Re-ignited love spurs search for daughter

Marcie Roth, meanwhile, remained paralyzed with guilt, which kept her from trying to find to her daughter, she said.

"I felt like I didn't have a right," Marcie Roth said. "Who was I to go marching into her life after all these years and turn her world upside down?"

She figured that if her daughter wanted to find her, she could.

Roger Roth changed her mind.

They had not spoken in 26 years, until the day he unexpectedly called her. They visited each other, and on their first date, he apologized for not being a father for their daughter. He proposed. She accepted, and the two were married in April 2008.

Marcie Roth saw a reason behind their reunion and began searching for their daughter two months before the couple married. For the next five months, she would stay up late into the night searching online adoption registries online for any sign of her daughter, she said. Reading strangers' stories online, she began to open up to others and learned to forgive herself.

"I punished myself, and that's what every birth parent does," she said. "You mentally beat yourself up over it, what you should have done."

On Father's Day, 2008, Marcie Roth received a call from a woman named JoAnne Stanik. Earlier that day, Roth had registered with Stanik's adoption search Web site, adoptiondatabase.org.

On it she had left a typed message intended for her adopted daughter: "If you are looking for me and want to hear your story, I am ready to tell it."

Stanik started looking, and in just four hours, found Jessica Roth, who was now Jessica Roth-Jendrick after marrying and had moved to Florida with Cerullo.

Marcie Roth was stunned, but Stanik assured her that she had verified her daughter's identity. Stanik gave her Jessica's phone number.

Marcie Roth hung up, picked up the phone again and dialed. It rang and a young woman answered. Marcie Roth identified herself.

The response was clear: "Momma? Is that you?"

Reunion creates new family

A week later, on a summer evening, at Louisville International Airport, Marcie Roth and her husband waited at the gate. Jessica Roth walked forward, surveyed the crowd and -- even with no photo -- recognized her mother right away.

"I could spot her a mile away," Jessica Roth said.

That first night, the questions and answers flew as Marcie, Roger and Jessica tried to catch up on 30 years of lost time. What were her birthdays like? Did she go to the prom? Any boyfriends?

Jessica Roth stayed for a week. Then she and her parents traded visits until last June, when she returned to live in New Albany with her children.

She started classes at the end of September at Daymar College studying medical coding and billing moved into her own apartment in early October.
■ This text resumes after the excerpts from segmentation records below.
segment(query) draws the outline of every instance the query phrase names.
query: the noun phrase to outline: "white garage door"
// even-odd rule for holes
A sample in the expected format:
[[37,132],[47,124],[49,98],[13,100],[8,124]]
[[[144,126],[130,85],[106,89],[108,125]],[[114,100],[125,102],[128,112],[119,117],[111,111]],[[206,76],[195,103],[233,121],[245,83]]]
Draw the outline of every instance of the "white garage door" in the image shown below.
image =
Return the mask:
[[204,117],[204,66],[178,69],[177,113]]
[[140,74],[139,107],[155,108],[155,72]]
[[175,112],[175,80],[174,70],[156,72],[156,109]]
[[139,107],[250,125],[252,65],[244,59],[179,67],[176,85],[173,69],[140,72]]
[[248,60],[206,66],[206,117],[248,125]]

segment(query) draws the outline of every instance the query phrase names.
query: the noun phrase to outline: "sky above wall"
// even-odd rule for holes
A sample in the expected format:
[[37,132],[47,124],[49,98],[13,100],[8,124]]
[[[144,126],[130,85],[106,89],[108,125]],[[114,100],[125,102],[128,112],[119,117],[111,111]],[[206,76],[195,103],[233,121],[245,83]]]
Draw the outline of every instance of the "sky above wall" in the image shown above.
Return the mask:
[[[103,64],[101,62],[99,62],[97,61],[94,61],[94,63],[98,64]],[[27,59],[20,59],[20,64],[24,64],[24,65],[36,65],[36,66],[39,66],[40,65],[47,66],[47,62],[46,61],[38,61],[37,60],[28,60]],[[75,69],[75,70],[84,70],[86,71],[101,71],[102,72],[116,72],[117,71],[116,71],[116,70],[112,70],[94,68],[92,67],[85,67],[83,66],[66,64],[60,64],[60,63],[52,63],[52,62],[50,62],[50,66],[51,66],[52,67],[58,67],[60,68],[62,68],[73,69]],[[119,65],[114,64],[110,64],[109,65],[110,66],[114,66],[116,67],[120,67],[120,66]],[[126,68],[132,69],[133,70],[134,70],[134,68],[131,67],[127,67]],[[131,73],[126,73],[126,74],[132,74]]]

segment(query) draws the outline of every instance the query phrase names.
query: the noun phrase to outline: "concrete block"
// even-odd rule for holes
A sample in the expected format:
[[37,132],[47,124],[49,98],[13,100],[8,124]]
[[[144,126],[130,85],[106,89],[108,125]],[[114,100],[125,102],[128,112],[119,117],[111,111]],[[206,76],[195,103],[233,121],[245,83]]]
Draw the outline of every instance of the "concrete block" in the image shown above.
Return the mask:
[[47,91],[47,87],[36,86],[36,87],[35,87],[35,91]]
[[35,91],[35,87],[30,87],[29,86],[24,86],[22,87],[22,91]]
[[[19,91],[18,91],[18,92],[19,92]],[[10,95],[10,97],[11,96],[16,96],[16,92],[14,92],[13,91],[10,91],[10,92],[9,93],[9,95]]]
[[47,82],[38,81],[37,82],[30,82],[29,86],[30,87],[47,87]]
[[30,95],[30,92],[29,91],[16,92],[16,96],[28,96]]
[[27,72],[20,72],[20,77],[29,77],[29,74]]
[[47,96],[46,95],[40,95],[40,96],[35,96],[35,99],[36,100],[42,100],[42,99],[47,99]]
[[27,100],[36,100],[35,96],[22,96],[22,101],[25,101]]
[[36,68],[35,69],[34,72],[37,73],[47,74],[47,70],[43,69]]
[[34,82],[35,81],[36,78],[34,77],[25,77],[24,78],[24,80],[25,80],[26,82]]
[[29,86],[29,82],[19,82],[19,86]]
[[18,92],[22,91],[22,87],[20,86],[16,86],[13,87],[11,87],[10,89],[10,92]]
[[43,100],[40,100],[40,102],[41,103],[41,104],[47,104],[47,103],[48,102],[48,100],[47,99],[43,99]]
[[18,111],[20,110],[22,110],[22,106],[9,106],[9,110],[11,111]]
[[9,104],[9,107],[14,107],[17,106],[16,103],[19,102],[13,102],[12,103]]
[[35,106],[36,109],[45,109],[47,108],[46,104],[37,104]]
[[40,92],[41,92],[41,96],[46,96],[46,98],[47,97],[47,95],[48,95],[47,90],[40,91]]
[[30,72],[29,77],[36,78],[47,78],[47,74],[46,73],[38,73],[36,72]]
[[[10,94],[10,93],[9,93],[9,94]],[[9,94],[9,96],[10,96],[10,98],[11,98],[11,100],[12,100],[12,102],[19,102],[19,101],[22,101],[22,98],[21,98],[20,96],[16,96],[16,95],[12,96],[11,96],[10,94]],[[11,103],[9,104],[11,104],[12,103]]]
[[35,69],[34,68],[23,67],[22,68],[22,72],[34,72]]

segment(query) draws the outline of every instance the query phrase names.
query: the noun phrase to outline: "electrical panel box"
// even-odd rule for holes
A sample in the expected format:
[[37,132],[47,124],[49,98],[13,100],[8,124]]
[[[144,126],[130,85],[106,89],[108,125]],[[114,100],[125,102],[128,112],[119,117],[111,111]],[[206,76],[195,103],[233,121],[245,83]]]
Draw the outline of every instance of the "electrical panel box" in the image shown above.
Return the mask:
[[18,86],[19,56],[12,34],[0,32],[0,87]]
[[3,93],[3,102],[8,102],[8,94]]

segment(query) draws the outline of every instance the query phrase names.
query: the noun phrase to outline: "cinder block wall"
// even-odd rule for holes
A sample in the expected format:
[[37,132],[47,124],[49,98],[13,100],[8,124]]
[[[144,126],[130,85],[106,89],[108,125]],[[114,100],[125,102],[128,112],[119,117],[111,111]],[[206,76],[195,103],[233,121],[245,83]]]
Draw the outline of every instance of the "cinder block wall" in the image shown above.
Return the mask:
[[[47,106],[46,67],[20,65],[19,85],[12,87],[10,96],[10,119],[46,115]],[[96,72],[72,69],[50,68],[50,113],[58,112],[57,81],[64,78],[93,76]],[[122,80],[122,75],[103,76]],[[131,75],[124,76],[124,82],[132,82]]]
Cerullo, who'd been diagnosed with liver cancer earlier in the year, joined her daughter in her new home, as did her husband, who came from Florida.

Marcie Roth began sharing her story online with others struggling with adoption. She said she's dedicated to raising awareness about the anguish the adoption laws can cause.

She is also writing book about her experience and hopes that any profits will further help Jessica and also go toward Stanik's search organization.

And when there is friction in their relationship -- as there sometimes is, Marie recognizes it as inevitable as the two get to know each other.

"She gets on my nerves just like my other one does occasionally," Marcie Roth said. "Then sometimes she'll do something that makes me cry because I'm so happy.

"I just kept saying, ‘Honey, it's going to get better.' The main thing is that we're together."